The following passages appear to be taken from the same homily of Valentinus. The pneumatics are naturally immortal, but have assumed mortality to overcome it. Death is the work of the imperfect Demiurge. The concluding portion, which is very obscure, does not fit well into the Valentinian system. Cf. Hilgenfeld, op. cit., p. 300.

Valentinian in a homily writes in these words: “Ye are originally immortal, and ye are children of eternal life, and ye desired to have death distributed to you, that ye may spend and lavish it, and that death may die in you and by you; for when ye dissolve the world, and are not yourselves dissolved, ye have dominion over creation and all corruption.”[44] For he also, similarly with Basilides, supposes a class saved by nature [i.e., the pneumatics, v. infra], and that this different race has come hither to us from above for the abolition of death, and that the origin of death is the work of the Creator [pg 090] of the world.
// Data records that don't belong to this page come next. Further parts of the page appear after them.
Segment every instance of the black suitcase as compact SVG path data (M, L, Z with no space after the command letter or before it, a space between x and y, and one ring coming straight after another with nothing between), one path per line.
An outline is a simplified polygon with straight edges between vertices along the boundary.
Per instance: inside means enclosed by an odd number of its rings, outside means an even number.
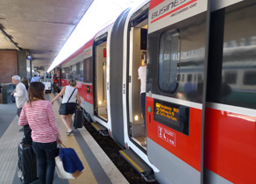
M31 183L39 179L36 153L31 144L21 142L18 145L18 168L22 183Z
M75 110L73 126L75 129L83 126L83 110Z

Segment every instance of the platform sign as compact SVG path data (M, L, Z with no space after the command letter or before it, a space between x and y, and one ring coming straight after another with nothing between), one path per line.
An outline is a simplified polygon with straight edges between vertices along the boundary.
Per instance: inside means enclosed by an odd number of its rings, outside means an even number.
M152 0L148 16L148 33L206 11L207 2L206 0Z

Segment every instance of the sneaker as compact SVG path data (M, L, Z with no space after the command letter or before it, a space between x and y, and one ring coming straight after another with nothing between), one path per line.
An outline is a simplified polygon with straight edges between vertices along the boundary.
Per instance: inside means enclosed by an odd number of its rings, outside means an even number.
M68 136L70 136L72 133L73 133L73 131L68 131L68 132L67 132L67 135L68 135Z

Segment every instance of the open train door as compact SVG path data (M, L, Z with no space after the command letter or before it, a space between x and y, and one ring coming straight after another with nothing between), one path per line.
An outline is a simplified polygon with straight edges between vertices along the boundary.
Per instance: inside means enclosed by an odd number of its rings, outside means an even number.
M160 183L203 183L207 0L152 0L146 133Z

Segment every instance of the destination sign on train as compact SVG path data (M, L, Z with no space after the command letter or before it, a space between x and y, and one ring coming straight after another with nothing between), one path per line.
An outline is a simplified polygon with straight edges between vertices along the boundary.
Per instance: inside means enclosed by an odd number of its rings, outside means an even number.
M165 101L153 101L153 120L188 135L189 108Z

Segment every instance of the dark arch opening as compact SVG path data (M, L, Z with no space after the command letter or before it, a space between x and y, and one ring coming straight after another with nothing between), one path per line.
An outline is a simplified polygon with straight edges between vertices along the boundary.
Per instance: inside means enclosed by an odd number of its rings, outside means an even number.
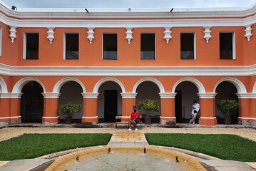
M189 123L191 119L193 102L195 100L199 103L198 88L193 83L184 81L178 85L175 93L177 93L175 100L176 123ZM195 121L198 123L198 118Z
M21 93L21 123L41 123L43 115L42 86L36 81L31 81L23 87Z
M235 100L238 102L238 98L236 93L237 90L236 87L228 81L224 81L220 83L216 88L217 95L215 97L215 103L217 100L225 99L225 100ZM224 124L225 116L223 113L217 110L217 106L215 108L217 123L218 124ZM237 124L239 115L239 110L233 111L231 115L231 123Z

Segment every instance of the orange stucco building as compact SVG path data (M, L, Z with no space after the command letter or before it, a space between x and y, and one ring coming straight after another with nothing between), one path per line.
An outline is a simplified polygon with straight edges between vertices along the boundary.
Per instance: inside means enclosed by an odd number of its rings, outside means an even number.
M256 4L0 9L1 125L58 123L68 101L79 122L112 122L144 98L159 101L161 124L188 119L196 99L199 123L215 125L227 98L235 123L256 125Z

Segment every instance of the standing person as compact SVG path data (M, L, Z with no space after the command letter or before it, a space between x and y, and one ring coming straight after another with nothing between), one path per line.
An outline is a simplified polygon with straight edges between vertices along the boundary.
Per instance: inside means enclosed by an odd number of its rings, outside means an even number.
M192 112L191 112L192 119L190 120L190 123L195 124L195 120L197 115L198 114L199 110L200 110L200 105L197 103L196 100L194 100L192 106Z
M127 130L128 131L131 131L130 125L133 124L135 128L135 131L137 131L137 123L140 120L140 113L137 111L136 106L133 105L133 112L130 114L130 118L129 119L128 126L129 128Z

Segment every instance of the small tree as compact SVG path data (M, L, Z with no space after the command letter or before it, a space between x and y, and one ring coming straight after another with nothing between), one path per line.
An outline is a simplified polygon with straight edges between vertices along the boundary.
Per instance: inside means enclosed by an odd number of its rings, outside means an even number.
M75 104L72 102L68 102L65 105L60 105L58 107L58 110L63 115L66 115L66 123L71 123L72 122L73 115L81 111L81 105Z
M153 112L159 111L160 105L157 100L145 99L139 102L138 108L140 110L145 110L146 112L146 116L150 117Z
M239 104L235 100L220 100L217 101L217 108L224 114L225 124L231 124L232 111L237 110L238 108Z

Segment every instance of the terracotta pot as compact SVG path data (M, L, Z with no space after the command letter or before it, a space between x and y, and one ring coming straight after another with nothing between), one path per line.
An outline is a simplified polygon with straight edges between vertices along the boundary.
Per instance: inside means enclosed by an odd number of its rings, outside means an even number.
M66 116L66 123L67 123L67 124L72 123L72 116Z
M150 116L145 117L145 124L151 124L151 119Z
M225 124L231 125L231 117L230 116L225 116Z

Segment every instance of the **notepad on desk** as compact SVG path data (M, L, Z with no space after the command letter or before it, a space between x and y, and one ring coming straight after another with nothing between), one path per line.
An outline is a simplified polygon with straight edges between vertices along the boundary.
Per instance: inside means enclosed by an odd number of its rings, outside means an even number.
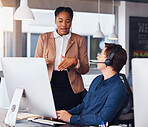
M28 119L28 118L42 118L42 117L31 113L18 113L17 115L17 120Z
M36 123L41 123L41 124L46 124L46 125L64 125L66 123L64 122L57 122L57 121L52 121L52 120L45 120L45 119L41 119L41 118L37 118L37 119L32 119L32 122L36 122Z

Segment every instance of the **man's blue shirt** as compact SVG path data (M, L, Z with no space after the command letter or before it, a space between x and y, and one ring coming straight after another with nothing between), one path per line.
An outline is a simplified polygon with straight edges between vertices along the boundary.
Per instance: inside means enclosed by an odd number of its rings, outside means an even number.
M123 108L126 87L119 73L103 81L97 76L91 83L83 102L68 110L72 114L70 123L99 125L101 121L111 122Z

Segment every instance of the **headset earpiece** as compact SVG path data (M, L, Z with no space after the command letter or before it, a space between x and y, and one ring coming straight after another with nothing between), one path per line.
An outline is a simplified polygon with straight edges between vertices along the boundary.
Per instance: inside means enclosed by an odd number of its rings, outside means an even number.
M112 62L110 61L110 59L106 59L104 63L106 64L106 66L112 65Z
M116 48L115 48L115 50L114 50L114 52L111 53L110 57L105 60L104 63L106 64L106 66L111 66L111 65L112 65L112 63L113 63L113 57L114 57L115 54L118 52L119 48L122 48L122 46L117 45Z

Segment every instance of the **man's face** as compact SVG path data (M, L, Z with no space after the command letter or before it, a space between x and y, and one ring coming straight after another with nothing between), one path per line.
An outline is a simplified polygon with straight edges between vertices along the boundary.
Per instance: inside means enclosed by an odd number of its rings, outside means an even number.
M62 11L58 14L55 19L55 24L57 25L57 32L59 35L66 35L69 33L72 18L68 12Z
M107 57L105 55L105 50L106 50L106 48L104 48L101 53L97 54L97 60L98 60L97 62L105 62L105 60L107 59ZM106 68L105 63L97 63L98 70L101 71L102 69L105 69L105 68Z

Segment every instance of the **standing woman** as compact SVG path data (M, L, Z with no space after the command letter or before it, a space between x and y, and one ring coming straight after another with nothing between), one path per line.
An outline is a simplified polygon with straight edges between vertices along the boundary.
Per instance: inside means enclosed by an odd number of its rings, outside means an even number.
M70 32L73 11L58 7L53 32L41 34L35 57L47 63L56 110L68 110L82 102L84 84L81 74L89 71L84 37Z

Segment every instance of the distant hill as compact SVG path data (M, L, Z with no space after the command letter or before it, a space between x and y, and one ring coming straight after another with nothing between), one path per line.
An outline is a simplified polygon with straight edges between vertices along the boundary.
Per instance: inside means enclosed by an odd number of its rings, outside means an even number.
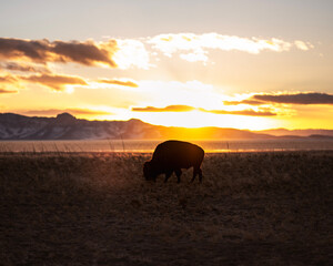
M285 130L285 129L274 129L265 131L256 131L256 133L270 134L275 136L311 136L311 135L323 135L333 136L333 130Z
M292 136L295 133L295 131L286 130L251 132L221 127L168 127L134 119L129 121L88 121L77 119L69 113L58 114L57 117L31 117L14 113L0 114L0 140L274 140L280 139L281 135L290 135L284 136L289 139L304 136L304 132L302 135ZM310 135L316 139L323 137L323 135L333 137L333 131L313 131Z

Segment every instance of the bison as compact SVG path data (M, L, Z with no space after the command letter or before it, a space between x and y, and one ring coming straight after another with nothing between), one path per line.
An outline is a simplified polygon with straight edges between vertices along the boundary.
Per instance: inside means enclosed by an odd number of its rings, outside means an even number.
M159 144L153 153L152 160L143 165L143 174L145 180L155 181L158 175L165 174L164 182L174 172L180 183L182 168L193 166L193 177L195 180L199 174L199 181L202 182L202 171L200 165L203 161L204 151L202 147L182 141L165 141Z

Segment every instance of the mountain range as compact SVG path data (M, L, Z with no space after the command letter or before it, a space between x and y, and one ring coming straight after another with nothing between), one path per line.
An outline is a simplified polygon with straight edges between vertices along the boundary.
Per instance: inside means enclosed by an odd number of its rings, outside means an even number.
M24 116L14 113L0 113L0 140L154 140L154 139L332 139L333 130L285 129L246 131L222 127L169 127L129 121L88 121L69 113L57 117Z

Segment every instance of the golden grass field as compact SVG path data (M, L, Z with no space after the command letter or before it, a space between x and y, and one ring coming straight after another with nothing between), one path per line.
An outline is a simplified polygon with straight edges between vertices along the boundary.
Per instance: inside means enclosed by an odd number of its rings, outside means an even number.
M0 264L333 265L333 151L206 154L202 184L150 157L0 154Z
Wherefore, also, he thus expounds that Scripture, “No one shall see the face of God and live” [Ex. 33:20], as if He were the cause of death. Respecting this God, he makes those allusions, when writing, in these expressions: “As much as the image is inferior to the living face, so much is the world inferior to the living Eon. What is, then, the cause of the image? It is the majesty of the face, which exhibits the figure to the painter, to be honored by his name; for the form is not found exactly to the life, but the name supplies what is wanting in that which is formed. The invisibility of God co-operates also for the sake of the faith of that which has been fashioned.” For the Demiurge, called God and Father, he designated the image and prophet of the true God, as the Painter, and Wisdom, whose image, which is formed, is to the glory of the invisible One; since the things which proceed from a pair [syzygy] are complements [pleromata], and those which proceed from one are images. But since what is seen is no part of Him, the soul [psyche] comes from what is intermediate, and is different; and this is the inspiration of the different spirit. And generally what is breathed into the soul, which is the image of the spirit [pneuma], and in general, what is said of the Demiurge, who was made according to the image, they say was foretold by a sensible image in the book of Genesis respecting the origin of man; and the likeness they transfer to themselves, teaching that the addition of the different spirit was made, unknown to the Demiurge.